In its ongoing lawsuit against the National Collegiate Student Loan Trust (NCSLT), the Consumer Financial Protection Bureau (CFPB) has asked a federal court to deny the NCSLTs petition to appeal an earlier decision that would allow them to be considered “covered persons”.

The CFPB made its request on March 3, saying the debate is not an “exceptional issue justifying review prior to entry of a final judgment,” the CFPB response said. “There is no substantial ground for difference of opinion.”

The NCSLTs disagree, saying that deciding on whether more than a dozen student loan ABS trusts “covered persons” and thus under the Consumer Finance Protection Bureau’s regulation is not something that a court of appeals should take on, according to the agency’s response.

The Consumer Finance Protection Act defines “covered persons” as “any person who provides or engages in providing a consumer financial product or service” or any associate of that person if the associated person acts as a service provider.

Weighing in last month, Moody’s Investors Service, said that the court’s ruling could be potentially costly and damaging to trusts and investors.

“If the CFPB or state attorneys general or both increasingly sue trusts over servicers that run afoul of consumer protections, legal costs and potential damages will rise, exposing investors to additional risk,” the rating agency said. “Similarly, if trusts settle and agree to financially unfavorable terms, investors’ loss risks will rise.”

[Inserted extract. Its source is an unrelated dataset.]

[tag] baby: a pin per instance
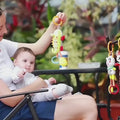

The dispute stems from 2017, when the CFPB filed suit against 15 Delaware statutory student loan securitization trusts. The CFPB argued that the NCSLTs employed questionable debt collection and litigation methods. The agency says that the student loan trusts can be considered “covered persons” for the purpose of the complaint.

However, the structured-finance industry and its legal representation say that NCSLTs programs aren’t covered persons because the Trusts have no internal management or employees, leaving the sub-servicers and servicers to collect on the student loans.

Now, both parties are waiting to see if the court of appeals will agree to hear the appeal.

If the court of appeals hears the appeal, then both the NCSLTs and CFPB will file briefs about their concerns and the court of appeals will hear oral arguments before deciding. If the court of appeals declines to hear the appeal, the case will go back to the district court.